Game publisher Ubisoft is promoting new epic adventure title “Assassin’s Creed 2” with a three-part video series about the game’s back-story. The first episode debuted yesterday in masthead ad units on seven YouTube homepages globally, one of the biggest coordinated ad placements in the site’s history.

The long-form video, called “Assassin’s Creed: Lineage,” graced YouTube’s homepages in the U.S., U.K., Australia, France, Germany, Netherlands, Spain, and Sweden for 24 hours yesterday. Parts two and three will also debut on YouTube before the game launches on November 17.

On November 21, another masthead banner will promote the game’s release in all seven countries, with the addition of Italy. The first episode in the film series will also appear on the Assassin’s Creed 2 game disk.

The miniseries was created by Montreal-based Hybride Technologies, which Ubisoft acquired in July. Hybride was involved in creating visual effects for the films “300” and “Sin City.” Ubisoft has had a YouTube channel for more than three years.

“Assassin’s Creed 2,” built for Xbox 360 and PlayStation 3, centers on a hooded assassin in Renaissance Italy.

The episode could be viewed yesterday either within a masthead ad placement on YouTube’s homepage, or on its dedicated watch page. As people view the homepage ad, those impressions will accrue to the video’s overall view count, which will drive more traffic as the video then appears on the “most watched” index page.

Additionally, Ubisoft is leveraging YouTube’s Promoted Videos ad placements to drive video views.
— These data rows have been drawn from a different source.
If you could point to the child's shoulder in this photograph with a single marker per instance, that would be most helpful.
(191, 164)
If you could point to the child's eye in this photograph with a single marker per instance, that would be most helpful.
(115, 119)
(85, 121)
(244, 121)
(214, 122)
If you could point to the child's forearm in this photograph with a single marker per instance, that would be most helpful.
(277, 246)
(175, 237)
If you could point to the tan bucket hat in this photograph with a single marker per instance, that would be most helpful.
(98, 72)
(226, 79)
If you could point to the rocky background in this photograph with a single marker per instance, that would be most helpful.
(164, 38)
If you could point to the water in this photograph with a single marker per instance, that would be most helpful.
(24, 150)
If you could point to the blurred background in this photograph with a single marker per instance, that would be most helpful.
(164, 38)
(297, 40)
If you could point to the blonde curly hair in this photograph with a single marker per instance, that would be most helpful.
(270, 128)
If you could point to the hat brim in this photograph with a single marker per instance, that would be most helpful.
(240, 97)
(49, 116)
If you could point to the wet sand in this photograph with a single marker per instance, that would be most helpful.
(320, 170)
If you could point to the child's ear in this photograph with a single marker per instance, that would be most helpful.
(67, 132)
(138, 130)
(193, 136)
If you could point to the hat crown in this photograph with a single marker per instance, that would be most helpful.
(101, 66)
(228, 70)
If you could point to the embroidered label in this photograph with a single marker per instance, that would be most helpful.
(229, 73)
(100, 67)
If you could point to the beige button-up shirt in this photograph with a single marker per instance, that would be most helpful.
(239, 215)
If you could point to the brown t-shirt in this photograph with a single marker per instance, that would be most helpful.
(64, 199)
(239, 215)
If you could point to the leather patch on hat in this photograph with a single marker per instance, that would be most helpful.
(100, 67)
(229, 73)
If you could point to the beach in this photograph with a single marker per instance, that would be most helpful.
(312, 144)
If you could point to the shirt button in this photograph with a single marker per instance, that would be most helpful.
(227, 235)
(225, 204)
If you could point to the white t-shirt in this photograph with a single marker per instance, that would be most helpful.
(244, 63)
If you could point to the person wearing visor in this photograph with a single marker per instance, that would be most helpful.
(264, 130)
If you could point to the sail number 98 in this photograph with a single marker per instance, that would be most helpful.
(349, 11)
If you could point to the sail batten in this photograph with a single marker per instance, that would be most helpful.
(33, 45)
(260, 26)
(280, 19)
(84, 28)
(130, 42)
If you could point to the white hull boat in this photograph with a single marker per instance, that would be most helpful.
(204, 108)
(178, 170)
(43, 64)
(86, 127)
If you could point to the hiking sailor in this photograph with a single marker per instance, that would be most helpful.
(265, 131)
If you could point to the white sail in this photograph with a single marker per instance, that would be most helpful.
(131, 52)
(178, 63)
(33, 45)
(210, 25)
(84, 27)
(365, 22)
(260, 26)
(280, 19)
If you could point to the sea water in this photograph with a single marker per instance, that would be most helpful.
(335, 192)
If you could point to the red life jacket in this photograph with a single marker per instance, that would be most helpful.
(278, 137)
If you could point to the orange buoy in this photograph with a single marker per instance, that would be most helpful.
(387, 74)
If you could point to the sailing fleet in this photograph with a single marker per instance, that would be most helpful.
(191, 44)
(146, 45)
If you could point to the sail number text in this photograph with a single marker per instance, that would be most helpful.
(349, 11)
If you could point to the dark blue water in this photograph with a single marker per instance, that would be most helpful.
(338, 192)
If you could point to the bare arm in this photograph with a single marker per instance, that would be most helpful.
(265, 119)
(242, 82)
Promoted Videos began as a form of search advertising on the site, and have since been expanded to the “Related Videos” column on video watch pages and to Google’s contextual ad network. Google advertisers can now buy Promoted Videos ads from their AdWords accounts.

As of this morning, the day after its launch, an English-language version of the 14-minute video had racked up 486,000 views and more than 5,000 ratings. Subtitled versions posted to YouTube’s international homepages had lower view counts. A Spanish version had nearly 90,000 views.